Review: The Misanthrope
It’s worth going just for the topiary camel!
After all, how many times are you going to get the chance to see a topiary camel?
It was certainly the most dramatic piece of scenery in Roger McGough’s Misanthrope.
The rhyming play, which is based on Molière’s play, Le Misanthrope, is being brought to life by English Touring Theatre and Liverpool Everyman and Playhouse at Cambridge Arts Theatre this week.
With a tongue-in-cheek script by the Liverpudlian poet, the text was artfully written in rhyme, with hilarious consequences.
The tale is set in Molière’s 17th century world but with a twist – the upper classes prove their good breeding by constantly speaking in rhyme.
All except the lead, Alceste, who decides to defy this social pretentiousness and speak in plain prose, although with frequent slips into rhyme through force of habit.

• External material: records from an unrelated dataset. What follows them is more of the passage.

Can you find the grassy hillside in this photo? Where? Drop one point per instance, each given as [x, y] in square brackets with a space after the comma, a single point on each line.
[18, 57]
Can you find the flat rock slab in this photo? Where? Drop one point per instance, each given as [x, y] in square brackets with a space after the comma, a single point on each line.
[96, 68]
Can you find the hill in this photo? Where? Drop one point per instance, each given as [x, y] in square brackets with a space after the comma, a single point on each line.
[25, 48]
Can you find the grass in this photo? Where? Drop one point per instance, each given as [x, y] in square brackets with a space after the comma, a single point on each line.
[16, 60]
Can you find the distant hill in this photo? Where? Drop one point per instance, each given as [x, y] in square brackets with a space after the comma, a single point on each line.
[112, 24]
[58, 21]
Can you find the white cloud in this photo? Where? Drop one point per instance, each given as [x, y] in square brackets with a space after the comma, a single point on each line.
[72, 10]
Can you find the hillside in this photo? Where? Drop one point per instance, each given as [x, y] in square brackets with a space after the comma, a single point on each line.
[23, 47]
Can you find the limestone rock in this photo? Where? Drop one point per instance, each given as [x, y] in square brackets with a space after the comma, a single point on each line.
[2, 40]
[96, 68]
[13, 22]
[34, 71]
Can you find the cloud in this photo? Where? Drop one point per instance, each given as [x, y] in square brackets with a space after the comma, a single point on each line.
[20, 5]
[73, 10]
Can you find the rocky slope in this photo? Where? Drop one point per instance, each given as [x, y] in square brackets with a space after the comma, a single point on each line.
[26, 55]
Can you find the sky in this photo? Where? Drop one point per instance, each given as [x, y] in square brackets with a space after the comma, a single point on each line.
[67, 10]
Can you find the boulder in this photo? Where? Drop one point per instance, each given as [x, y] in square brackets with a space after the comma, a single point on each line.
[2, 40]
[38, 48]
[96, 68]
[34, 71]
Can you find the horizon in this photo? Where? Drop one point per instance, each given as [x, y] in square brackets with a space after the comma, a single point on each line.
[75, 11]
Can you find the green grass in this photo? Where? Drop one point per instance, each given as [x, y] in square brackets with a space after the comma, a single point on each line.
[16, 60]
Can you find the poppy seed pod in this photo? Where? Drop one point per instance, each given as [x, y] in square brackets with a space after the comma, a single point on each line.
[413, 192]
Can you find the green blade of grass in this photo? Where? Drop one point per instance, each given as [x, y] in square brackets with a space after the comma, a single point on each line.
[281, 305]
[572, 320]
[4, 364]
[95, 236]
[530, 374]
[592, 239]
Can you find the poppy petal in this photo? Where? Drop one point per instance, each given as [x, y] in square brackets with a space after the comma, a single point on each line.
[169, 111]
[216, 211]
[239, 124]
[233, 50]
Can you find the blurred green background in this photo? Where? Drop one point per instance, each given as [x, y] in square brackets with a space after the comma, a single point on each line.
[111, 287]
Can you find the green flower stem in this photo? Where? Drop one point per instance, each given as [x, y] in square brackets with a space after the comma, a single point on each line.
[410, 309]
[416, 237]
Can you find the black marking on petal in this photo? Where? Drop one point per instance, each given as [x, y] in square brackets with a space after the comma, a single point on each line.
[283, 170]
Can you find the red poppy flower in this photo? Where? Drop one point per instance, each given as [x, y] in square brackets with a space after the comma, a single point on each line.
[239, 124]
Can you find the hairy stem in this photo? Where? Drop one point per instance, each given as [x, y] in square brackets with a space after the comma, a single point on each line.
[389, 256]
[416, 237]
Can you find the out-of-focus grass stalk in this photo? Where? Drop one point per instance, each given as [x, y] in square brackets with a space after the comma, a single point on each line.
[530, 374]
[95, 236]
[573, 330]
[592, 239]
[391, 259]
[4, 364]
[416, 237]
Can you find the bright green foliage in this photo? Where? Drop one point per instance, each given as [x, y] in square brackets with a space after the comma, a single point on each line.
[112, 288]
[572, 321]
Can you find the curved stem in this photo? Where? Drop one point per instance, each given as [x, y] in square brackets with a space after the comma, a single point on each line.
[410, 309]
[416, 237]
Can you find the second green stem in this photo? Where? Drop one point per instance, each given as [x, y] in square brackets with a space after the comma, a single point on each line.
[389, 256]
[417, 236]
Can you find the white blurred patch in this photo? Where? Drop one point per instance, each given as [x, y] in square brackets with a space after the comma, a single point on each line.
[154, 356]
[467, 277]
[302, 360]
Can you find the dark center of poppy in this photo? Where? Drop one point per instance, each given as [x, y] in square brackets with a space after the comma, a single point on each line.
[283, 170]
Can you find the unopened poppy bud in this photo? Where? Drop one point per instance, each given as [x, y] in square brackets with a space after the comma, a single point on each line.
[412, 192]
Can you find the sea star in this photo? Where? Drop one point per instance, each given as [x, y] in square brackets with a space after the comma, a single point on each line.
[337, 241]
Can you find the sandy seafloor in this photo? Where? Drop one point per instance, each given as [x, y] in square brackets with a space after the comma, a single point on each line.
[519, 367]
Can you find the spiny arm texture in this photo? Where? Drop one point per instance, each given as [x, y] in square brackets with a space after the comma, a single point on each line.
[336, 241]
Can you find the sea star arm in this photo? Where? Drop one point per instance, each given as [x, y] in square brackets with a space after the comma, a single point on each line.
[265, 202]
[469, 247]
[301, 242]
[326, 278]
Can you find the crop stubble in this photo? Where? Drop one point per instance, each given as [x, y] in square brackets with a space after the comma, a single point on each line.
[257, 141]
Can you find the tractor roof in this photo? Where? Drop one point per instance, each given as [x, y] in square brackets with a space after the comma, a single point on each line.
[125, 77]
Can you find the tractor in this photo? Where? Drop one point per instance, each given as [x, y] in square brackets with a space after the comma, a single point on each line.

Meanwhile his (lower classed) servant tries desperately and fails to speak with the required rhyme – with some exceedingly comical results.
Alceste is in love with the fickle and spiteful Célimène, who plays several men off against each other, speaking ill of each when he is out of earshot.
Desperate rivalry ensues with the straight talking (often too straight talking for comfort) Alceste competing against his smooth talking but shallow and girlish adversaries.
The play is laugh-out-loud funny throughout, not just with the words themselves but also through the gestures and superb timing.
Roger McGough previously adapted Molière’s Tartuffe and The Hypochondriac in the same poetical style but The Misanthrope stands alone well.
It is the perfect lighthearted end to an evening.
The Misanthrope continues at Cambridge Arts Theatre until Saturday (March 30). Performances are at 7.45pm each evening and at 2.30pm on Thursday and Saturday.